I noticed that people use a random number in the RSA-OAEP padding scheme to avoid deterministic encryption. But in pkcs#7 people just use the padding size rather than some random bits. Doesn't it make AES deterministic?
2 Answers
They are different concepts and have different approaches. AES like any block cipher is a primitive and the encryption is performed by using the block cipher mode of operation. Like ECB,CBC,CTR,GCM,EAX...
The pkcs#7 padding or any other padding that is used to fill the last block to the block size with ambiguous remove, not designed for randomization. Even one can design a randomized padding mechanism it can affect at most 2 blocks without wasting the other blocks. Therefore not a good randomization point. Indeed, the CTR and OFB don't use padding at all.
The randomization ( probabilistic encryption) is achieved by using IV/nonce.
Since the insecure ECB doesn't use an IV, it doesn't have Indistinguishability under chosen CPA attack (Ind-CPA). This is the minimum requirement for modern Cryptography, but not enough. The other modes have IND-CPA.
Like other Authenticated Encryption modes, AES-GCM can have IND-CCA2. And we prefer the Authenticated Encryption ( with Associated Data (AEAD)) to use. The common modes are AES-GCM, ChaCha20-Poly1305, EAX, and CCM. TLS 1.3 standard has the AES-GCM, AES-CCM, and ChaCha20-Poly1305 AEAD cipher modes.
And note that Authenticated Encryption is a stronger notion, AEAD > IND-CCA.
One should note that IV/nonce is necessary but not sufficient for security. For example, the CBC IV must be more than a nonce, it must be unpredictable. For the CTR mode, the (key,IV) pair must never be reused ( similar to GCM mode since it uses CTR mode inside). There is a mode against the nonce misuse: SIV (Synthetic Initialization Vector) mode, it called a nonce-misuse resistant authenticated-encryption.
But in PKCS#7 people just use the padding size rather than some random bits. Doesn't it make AES deterministic?
The padding used for block ciphers is just used to make sure that the plaintext can be split up into message blocks. A few block cipher modes such as ECB and CBC require this due to the way they work. Note that CipherText Stealing (CTS) can be used instead if the expansion of the ciphertext is detrimental to the scheme. Most other modes don't require that the message is split into full blocks, so padding does not need to be applied at all.
The padding specified within PKCS#7 (which itself is not a padding standard, it defines the Cryptographic Message Syntax) is indeed fully deterministic. It only depends on the size of the plaintext message after all. The contents of the message are entirely inconsequential. For this reason it requires a full extra block even if the message is already a multiple of the block size. Without it you'd need some way to distinguish the final part of the message from the padding (e.g. using a length indicator at the start).
I noticed that people use a random number in the RSA-OAEP padding scheme to avoid deterministic encryption.
As indicated the padding is indeed not used to randomize the plaintext message. The many padding schemes used for RSA are required to make RSA secure. However, the padding of block ciphers doesn't play any role with regards to security. If anything, PKCS#7 padding makes the block cipher mode less secure. Padding Oracle attacks are a well known way to attack CBC mode in transport mode, for instance. These can be avoided by careful implementation - e.g. in older SSL/TLS up to 1.2 - or by verifying a MAC/signature before decryption.

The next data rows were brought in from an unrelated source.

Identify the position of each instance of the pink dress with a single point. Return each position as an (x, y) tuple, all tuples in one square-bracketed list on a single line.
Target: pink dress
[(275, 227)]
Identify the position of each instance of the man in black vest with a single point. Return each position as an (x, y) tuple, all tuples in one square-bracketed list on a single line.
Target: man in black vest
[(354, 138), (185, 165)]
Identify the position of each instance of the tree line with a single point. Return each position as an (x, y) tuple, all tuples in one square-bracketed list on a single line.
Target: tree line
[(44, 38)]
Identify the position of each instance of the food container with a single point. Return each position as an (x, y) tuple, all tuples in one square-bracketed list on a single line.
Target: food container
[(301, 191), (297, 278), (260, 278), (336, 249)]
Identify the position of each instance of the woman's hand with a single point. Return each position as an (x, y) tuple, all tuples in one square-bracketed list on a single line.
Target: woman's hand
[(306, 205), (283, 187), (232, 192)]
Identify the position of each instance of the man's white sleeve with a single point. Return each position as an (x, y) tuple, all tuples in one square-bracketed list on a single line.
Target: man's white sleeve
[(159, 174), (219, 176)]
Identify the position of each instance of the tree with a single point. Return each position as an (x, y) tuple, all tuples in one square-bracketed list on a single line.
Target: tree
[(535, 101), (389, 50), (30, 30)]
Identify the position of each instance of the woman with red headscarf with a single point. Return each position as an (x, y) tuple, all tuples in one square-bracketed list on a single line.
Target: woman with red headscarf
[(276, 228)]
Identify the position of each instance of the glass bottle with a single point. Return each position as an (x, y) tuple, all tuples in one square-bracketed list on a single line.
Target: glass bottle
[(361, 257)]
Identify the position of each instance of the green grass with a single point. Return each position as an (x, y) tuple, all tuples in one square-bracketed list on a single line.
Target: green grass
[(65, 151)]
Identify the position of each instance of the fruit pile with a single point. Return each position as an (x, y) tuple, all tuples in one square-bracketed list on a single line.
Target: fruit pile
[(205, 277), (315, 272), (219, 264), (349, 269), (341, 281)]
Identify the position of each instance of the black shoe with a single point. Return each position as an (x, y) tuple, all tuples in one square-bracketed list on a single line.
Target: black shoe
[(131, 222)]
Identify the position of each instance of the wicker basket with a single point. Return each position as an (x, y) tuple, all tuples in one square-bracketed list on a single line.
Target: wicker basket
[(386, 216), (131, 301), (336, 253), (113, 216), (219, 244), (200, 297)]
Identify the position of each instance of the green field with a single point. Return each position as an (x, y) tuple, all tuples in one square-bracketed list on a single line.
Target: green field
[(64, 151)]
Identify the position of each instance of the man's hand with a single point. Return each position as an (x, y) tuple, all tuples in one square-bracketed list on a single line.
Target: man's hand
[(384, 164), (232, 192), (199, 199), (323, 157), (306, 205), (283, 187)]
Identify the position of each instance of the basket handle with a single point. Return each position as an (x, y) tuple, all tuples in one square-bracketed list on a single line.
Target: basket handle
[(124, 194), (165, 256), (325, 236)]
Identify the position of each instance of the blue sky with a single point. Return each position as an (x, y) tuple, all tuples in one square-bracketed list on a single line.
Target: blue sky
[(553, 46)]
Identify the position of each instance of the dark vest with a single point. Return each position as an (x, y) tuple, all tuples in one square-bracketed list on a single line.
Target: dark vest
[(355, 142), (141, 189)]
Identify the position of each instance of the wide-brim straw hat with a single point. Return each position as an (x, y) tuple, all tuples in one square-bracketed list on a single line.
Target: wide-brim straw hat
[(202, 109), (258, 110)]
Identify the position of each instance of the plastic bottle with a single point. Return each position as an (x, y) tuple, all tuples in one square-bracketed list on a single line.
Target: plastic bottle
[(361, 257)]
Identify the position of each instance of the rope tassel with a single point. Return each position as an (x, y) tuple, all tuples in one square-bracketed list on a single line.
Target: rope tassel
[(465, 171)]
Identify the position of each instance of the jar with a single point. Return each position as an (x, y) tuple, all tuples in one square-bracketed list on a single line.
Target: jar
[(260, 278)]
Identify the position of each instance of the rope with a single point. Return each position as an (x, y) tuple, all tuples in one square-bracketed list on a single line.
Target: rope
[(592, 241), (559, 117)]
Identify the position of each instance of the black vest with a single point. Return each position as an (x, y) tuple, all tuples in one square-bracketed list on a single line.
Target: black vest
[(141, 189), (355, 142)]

The way to avoid deterministic encryption for block cipher modes is to use an IV. The key and IV together provide the randomization required. All IND-CPA secure mode modes of operation require an IV, otherwise the ciphertext message is easily distinguished from random: just encrypt the same message twice and you get the same ciphertext. The type of IV required depends on the mode of operation.
For CBC mode the IV needs to be fully unpredictable (which is usually translated into "random", although "randomized" would be a better term). Other modes - such as the common counter mode (CTR) used in GCM and many other schemes - simply require a nonce, a unique value. This can be enough for many modes because - to the attacker - the key is already indistinguishable from random. You just need a unique value to make sure that the ciphertext of (partially) identical messages cannot be compared.
RSA is entirely different as the RSA security entirely relies to a large degree on the padding. With AES you can encrypt a single message block with a random key and get a secure ciphertext. If you'd do that with RSA you may be vulnerable to attack. This can be easily seen by just encrypting the value zero: the ciphertext would be zero too. However, there are many, many other attacks on "textbook" RSA.
That's why RSA requires a secure padding mode such as OAEP to encrypt messages. OAEP is provable secure and is easier to secure against padding oracles. To avoid those altogether hybrid encryption using RSA-KEM can be used, which is a secure RSA mode that doesn't require any padding (it encapsulates a random key with the same size as the modulus, which is provably secure).